A suction unit (4) for sucking the crushed material (M) crushed by the ultrasonic probe (1), a foot switch (10) for generating an operation signal by an operation of an operator, and an operation of the foot switch (10) Based on the signal (OS)
An ultrasonic probe (1) and a control unit (2) that forms control signals (CS1, CS2) to the suction unit (4). The control unit (2) is controlled by operating a foot switch (10).

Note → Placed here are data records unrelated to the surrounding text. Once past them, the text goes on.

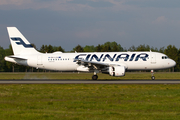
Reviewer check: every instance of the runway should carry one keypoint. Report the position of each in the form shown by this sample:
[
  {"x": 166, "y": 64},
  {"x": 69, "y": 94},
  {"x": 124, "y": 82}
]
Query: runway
[{"x": 41, "y": 81}]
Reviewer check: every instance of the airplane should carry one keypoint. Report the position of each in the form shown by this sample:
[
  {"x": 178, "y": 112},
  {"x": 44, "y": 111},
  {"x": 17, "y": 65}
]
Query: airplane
[{"x": 112, "y": 63}]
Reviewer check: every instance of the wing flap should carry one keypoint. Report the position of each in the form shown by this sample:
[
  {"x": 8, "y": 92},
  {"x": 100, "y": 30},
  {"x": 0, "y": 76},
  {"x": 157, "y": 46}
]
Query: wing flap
[{"x": 17, "y": 57}]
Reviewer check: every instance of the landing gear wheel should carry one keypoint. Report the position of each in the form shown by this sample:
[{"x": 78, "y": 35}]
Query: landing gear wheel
[
  {"x": 94, "y": 77},
  {"x": 153, "y": 78}
]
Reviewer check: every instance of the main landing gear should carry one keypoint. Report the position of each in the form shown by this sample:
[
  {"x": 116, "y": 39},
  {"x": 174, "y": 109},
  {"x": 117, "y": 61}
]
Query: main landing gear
[
  {"x": 152, "y": 75},
  {"x": 95, "y": 77}
]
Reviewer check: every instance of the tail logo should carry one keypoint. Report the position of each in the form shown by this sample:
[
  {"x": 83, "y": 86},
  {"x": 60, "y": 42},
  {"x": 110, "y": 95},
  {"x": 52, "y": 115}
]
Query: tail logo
[{"x": 21, "y": 42}]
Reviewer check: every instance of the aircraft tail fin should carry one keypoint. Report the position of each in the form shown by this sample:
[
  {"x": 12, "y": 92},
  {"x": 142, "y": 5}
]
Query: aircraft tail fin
[{"x": 20, "y": 44}]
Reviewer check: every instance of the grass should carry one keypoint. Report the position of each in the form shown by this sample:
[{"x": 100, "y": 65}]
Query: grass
[
  {"x": 89, "y": 101},
  {"x": 59, "y": 75}
]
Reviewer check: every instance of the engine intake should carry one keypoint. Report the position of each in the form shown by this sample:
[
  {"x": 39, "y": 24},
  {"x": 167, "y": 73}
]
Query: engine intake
[{"x": 117, "y": 71}]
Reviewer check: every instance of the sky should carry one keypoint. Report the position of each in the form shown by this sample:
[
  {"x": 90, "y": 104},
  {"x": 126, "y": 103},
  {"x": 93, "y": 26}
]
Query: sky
[{"x": 67, "y": 23}]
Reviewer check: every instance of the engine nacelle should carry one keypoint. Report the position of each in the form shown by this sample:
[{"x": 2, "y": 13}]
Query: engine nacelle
[{"x": 117, "y": 71}]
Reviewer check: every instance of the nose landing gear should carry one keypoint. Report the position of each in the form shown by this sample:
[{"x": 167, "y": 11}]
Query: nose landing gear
[{"x": 95, "y": 77}]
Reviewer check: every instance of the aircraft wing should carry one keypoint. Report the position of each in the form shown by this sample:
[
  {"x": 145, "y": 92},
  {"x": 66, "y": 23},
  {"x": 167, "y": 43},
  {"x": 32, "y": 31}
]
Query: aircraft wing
[{"x": 17, "y": 57}]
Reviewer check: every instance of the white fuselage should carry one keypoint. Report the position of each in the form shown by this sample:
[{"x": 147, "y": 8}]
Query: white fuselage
[{"x": 66, "y": 61}]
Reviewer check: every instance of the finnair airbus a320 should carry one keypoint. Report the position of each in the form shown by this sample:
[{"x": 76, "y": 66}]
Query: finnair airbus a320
[{"x": 112, "y": 63}]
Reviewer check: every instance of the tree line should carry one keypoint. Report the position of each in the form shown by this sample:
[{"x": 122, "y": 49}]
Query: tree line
[{"x": 171, "y": 51}]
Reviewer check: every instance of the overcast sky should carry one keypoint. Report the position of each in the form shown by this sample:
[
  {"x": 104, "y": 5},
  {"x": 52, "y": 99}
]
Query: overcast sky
[{"x": 67, "y": 23}]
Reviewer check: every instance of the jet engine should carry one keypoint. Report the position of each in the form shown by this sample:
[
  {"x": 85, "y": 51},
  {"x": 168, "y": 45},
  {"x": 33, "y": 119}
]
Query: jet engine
[{"x": 117, "y": 71}]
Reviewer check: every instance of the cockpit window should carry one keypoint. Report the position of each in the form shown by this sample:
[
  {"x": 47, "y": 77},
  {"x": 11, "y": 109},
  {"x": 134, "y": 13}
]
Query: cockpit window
[{"x": 164, "y": 57}]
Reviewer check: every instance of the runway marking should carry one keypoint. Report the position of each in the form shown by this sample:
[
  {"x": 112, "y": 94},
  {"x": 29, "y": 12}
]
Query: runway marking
[{"x": 89, "y": 81}]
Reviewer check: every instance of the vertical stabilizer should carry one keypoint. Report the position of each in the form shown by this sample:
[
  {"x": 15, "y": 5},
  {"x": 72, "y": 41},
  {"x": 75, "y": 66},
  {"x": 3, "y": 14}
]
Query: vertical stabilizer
[{"x": 20, "y": 44}]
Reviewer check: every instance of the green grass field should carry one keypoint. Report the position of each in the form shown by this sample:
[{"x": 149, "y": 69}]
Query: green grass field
[
  {"x": 70, "y": 75},
  {"x": 89, "y": 101}
]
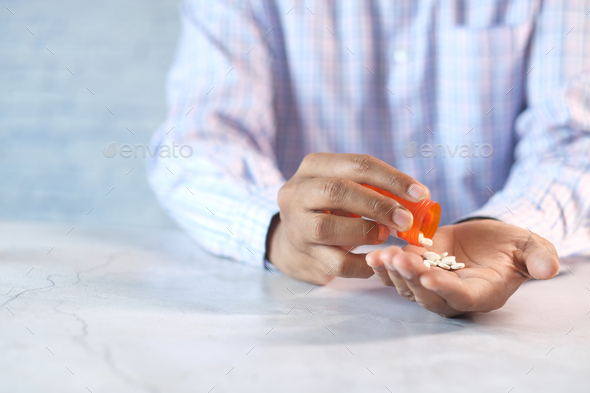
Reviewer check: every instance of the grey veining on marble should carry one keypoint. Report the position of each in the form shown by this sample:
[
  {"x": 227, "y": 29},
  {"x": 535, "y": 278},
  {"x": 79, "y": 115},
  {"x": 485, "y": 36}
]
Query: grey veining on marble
[{"x": 113, "y": 310}]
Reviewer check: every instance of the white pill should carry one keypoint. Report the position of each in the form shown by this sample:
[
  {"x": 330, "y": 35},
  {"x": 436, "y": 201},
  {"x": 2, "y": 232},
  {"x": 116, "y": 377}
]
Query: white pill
[
  {"x": 431, "y": 256},
  {"x": 448, "y": 260},
  {"x": 426, "y": 242}
]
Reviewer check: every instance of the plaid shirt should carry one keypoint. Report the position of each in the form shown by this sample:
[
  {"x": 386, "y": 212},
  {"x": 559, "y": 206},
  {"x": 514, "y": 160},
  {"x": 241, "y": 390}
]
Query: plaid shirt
[{"x": 486, "y": 102}]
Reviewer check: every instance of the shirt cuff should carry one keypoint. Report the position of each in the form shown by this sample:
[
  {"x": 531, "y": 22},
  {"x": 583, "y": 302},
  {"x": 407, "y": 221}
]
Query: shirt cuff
[
  {"x": 252, "y": 223},
  {"x": 521, "y": 213}
]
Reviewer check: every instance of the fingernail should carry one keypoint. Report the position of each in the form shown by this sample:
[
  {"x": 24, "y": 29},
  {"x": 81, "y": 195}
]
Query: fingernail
[
  {"x": 389, "y": 265},
  {"x": 417, "y": 191},
  {"x": 383, "y": 233},
  {"x": 402, "y": 218},
  {"x": 407, "y": 274}
]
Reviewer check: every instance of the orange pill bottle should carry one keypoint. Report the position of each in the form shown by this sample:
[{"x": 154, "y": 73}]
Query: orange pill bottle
[{"x": 426, "y": 216}]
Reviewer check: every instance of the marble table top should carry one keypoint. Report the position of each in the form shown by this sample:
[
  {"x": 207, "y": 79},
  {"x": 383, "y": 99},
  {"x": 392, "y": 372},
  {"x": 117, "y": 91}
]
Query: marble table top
[{"x": 115, "y": 310}]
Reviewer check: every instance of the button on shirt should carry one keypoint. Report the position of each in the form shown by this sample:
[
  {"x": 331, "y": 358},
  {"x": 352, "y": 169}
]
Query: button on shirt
[{"x": 487, "y": 103}]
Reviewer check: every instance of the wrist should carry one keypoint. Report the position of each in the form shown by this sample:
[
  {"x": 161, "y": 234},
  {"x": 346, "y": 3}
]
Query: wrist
[{"x": 272, "y": 238}]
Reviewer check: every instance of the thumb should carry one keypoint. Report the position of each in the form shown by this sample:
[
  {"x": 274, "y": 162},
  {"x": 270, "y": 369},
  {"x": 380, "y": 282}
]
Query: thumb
[{"x": 541, "y": 259}]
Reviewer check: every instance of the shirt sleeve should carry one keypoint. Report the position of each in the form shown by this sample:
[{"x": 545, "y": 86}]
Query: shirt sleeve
[
  {"x": 222, "y": 185},
  {"x": 548, "y": 189}
]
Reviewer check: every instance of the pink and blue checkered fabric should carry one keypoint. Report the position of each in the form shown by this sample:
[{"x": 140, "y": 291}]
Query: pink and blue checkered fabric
[{"x": 490, "y": 100}]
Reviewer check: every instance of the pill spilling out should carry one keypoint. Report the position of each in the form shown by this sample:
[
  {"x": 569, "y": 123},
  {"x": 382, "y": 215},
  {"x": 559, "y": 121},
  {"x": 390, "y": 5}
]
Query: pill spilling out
[
  {"x": 424, "y": 241},
  {"x": 448, "y": 262}
]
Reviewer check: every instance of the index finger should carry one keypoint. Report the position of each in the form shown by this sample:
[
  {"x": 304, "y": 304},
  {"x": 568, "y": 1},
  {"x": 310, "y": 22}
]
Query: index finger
[{"x": 363, "y": 168}]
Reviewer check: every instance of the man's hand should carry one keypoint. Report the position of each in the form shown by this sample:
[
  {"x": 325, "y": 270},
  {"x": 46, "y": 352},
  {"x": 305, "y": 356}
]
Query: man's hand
[
  {"x": 309, "y": 243},
  {"x": 498, "y": 258}
]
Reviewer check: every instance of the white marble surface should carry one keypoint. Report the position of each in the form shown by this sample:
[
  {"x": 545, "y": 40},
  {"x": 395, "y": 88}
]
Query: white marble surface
[{"x": 137, "y": 311}]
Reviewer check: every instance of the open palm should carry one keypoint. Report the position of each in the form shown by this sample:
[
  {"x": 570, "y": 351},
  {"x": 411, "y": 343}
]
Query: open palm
[{"x": 498, "y": 258}]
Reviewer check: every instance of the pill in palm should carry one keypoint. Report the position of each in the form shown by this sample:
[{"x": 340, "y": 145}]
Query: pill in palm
[
  {"x": 450, "y": 259},
  {"x": 424, "y": 241},
  {"x": 449, "y": 262}
]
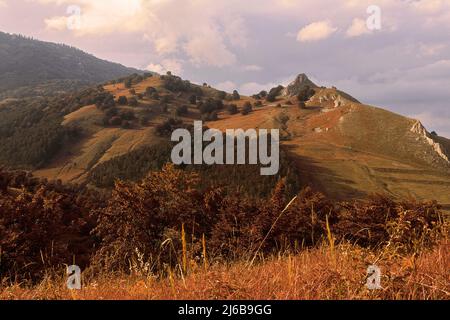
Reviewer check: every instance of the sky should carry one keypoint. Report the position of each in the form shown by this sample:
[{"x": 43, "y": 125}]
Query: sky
[{"x": 393, "y": 54}]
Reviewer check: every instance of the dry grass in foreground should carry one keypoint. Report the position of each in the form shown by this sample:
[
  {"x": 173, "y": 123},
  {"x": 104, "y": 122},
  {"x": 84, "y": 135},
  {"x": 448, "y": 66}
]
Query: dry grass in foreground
[{"x": 320, "y": 273}]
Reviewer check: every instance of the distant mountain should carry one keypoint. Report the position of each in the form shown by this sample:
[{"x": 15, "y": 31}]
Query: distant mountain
[{"x": 25, "y": 62}]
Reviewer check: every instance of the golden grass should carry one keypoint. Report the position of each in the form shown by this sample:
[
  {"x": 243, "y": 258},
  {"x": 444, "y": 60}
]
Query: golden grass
[{"x": 312, "y": 274}]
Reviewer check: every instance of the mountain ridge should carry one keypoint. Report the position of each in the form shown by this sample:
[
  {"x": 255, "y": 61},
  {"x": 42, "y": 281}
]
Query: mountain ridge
[{"x": 26, "y": 62}]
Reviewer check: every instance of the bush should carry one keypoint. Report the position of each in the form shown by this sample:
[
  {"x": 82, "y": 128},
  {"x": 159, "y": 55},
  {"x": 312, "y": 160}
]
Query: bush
[
  {"x": 221, "y": 95},
  {"x": 166, "y": 128},
  {"x": 128, "y": 83},
  {"x": 115, "y": 121},
  {"x": 144, "y": 121},
  {"x": 149, "y": 91},
  {"x": 274, "y": 93},
  {"x": 305, "y": 94},
  {"x": 212, "y": 116}
]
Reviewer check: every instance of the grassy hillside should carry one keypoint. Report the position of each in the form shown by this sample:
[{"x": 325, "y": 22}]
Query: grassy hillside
[{"x": 30, "y": 65}]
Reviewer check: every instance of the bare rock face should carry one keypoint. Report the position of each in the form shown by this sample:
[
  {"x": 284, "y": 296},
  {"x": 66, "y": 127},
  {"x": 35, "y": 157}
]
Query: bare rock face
[{"x": 294, "y": 88}]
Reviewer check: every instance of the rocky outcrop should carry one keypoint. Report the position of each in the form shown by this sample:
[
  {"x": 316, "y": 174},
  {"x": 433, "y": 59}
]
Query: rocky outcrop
[
  {"x": 419, "y": 129},
  {"x": 294, "y": 88}
]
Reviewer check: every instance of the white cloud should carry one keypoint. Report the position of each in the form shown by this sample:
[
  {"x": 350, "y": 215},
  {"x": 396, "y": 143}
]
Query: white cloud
[
  {"x": 316, "y": 31},
  {"x": 358, "y": 28},
  {"x": 227, "y": 86},
  {"x": 253, "y": 67}
]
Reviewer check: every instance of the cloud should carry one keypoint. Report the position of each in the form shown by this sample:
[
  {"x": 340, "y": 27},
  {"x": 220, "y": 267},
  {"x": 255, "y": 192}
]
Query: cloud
[
  {"x": 434, "y": 122},
  {"x": 207, "y": 34},
  {"x": 172, "y": 65},
  {"x": 358, "y": 28},
  {"x": 316, "y": 31}
]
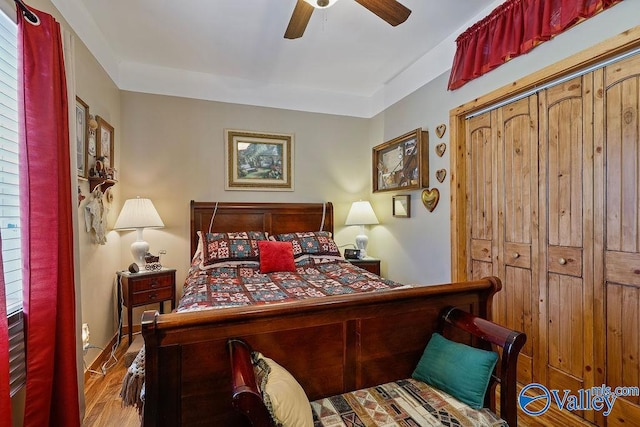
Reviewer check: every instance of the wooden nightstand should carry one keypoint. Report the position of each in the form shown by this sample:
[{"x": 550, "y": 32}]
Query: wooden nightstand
[
  {"x": 372, "y": 265},
  {"x": 143, "y": 288}
]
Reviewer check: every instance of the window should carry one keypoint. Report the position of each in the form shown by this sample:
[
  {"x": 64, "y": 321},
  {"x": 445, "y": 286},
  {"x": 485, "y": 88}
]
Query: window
[
  {"x": 10, "y": 198},
  {"x": 9, "y": 183}
]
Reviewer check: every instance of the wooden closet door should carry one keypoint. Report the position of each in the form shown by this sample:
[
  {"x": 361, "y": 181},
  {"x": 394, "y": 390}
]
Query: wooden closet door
[
  {"x": 481, "y": 142},
  {"x": 617, "y": 179},
  {"x": 517, "y": 185},
  {"x": 566, "y": 323},
  {"x": 502, "y": 203}
]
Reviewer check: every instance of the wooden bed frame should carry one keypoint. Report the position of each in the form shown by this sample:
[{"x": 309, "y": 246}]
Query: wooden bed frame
[
  {"x": 247, "y": 398},
  {"x": 331, "y": 345}
]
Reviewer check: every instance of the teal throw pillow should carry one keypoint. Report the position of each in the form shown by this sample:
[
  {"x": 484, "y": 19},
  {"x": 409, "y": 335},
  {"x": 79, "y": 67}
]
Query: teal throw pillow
[{"x": 458, "y": 369}]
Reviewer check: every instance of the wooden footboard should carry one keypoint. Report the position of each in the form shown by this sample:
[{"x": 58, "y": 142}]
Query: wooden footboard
[{"x": 331, "y": 345}]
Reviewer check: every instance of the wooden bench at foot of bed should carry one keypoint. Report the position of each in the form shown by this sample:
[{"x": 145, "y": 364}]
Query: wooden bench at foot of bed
[
  {"x": 406, "y": 401},
  {"x": 330, "y": 345}
]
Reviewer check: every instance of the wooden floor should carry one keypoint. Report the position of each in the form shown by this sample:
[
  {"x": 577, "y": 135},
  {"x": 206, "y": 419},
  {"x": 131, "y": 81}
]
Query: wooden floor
[
  {"x": 104, "y": 406},
  {"x": 102, "y": 397}
]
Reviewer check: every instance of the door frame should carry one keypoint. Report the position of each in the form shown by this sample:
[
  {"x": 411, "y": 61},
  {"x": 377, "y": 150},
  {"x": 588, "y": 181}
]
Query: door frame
[{"x": 601, "y": 52}]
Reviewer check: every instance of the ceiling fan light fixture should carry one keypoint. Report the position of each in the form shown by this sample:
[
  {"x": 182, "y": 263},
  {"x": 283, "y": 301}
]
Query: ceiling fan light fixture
[{"x": 321, "y": 4}]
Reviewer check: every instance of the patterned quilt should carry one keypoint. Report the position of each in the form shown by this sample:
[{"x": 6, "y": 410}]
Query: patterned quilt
[
  {"x": 244, "y": 285},
  {"x": 406, "y": 403}
]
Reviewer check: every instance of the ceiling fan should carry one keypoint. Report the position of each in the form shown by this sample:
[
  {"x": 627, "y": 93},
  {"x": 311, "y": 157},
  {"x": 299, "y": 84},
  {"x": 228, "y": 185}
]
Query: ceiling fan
[{"x": 390, "y": 10}]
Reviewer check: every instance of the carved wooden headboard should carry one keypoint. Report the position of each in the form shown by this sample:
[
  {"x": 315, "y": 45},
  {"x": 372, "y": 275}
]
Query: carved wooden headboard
[{"x": 274, "y": 218}]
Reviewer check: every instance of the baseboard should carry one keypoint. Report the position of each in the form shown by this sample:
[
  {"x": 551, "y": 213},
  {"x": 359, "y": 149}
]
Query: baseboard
[
  {"x": 104, "y": 356},
  {"x": 105, "y": 353}
]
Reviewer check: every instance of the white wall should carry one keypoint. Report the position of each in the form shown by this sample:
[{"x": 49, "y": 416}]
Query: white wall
[{"x": 172, "y": 152}]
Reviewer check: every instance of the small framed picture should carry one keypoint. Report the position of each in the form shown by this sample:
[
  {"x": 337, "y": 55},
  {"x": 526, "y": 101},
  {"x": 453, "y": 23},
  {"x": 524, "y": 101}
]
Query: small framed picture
[
  {"x": 402, "y": 163},
  {"x": 104, "y": 144},
  {"x": 82, "y": 136},
  {"x": 402, "y": 206}
]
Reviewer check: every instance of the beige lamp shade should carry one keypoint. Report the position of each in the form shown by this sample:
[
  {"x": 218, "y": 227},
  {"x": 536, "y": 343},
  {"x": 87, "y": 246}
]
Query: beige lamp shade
[
  {"x": 361, "y": 213},
  {"x": 138, "y": 214}
]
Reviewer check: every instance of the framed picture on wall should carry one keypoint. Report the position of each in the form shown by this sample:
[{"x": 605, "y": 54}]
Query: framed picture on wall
[
  {"x": 402, "y": 163},
  {"x": 104, "y": 144},
  {"x": 259, "y": 161},
  {"x": 82, "y": 136}
]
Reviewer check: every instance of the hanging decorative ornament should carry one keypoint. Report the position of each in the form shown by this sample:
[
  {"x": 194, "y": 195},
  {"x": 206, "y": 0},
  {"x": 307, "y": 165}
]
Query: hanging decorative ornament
[{"x": 430, "y": 198}]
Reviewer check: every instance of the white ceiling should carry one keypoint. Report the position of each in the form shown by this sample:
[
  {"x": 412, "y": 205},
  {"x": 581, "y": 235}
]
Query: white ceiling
[{"x": 348, "y": 62}]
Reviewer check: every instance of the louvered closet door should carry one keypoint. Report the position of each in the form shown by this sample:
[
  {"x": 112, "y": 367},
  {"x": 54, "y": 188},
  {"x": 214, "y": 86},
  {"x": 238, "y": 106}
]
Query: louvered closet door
[
  {"x": 566, "y": 197},
  {"x": 618, "y": 170}
]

Based on the signal (OS), the ultrasonic intensity of the ultrasonic probe (1) and the suction amount of the suction unit (4) both increase and decrease in accordance with the depression amount (D) of the foot switch (10). Cataract surgery device. 2. The control unit (2) includes an ultrasonic probe (1).
The intensity of the ultrasonic wave is controlled to increase or decrease according to the depression amount (D) of the foot switch (10),
The suction amount of the suction unit (4) is almost the same regardless of the depression amount (D) of the foot switch (10) when the ultrasonic wave intensity of the ultrasonic probe (1) becomes equal to or lower than a predetermined intensity. The cataract surgery device according to claim 1, which is configured to perform control so that a constant suction force is obtained. 3. The suction force, which becomes substantially constant regardless of the depression amount (D) of the foot switch (10), has a crystalline lens (2).
The cataract surgery device according to claim 2, wherein the value is set to a value sufficient to suck the cortex (50) of 2).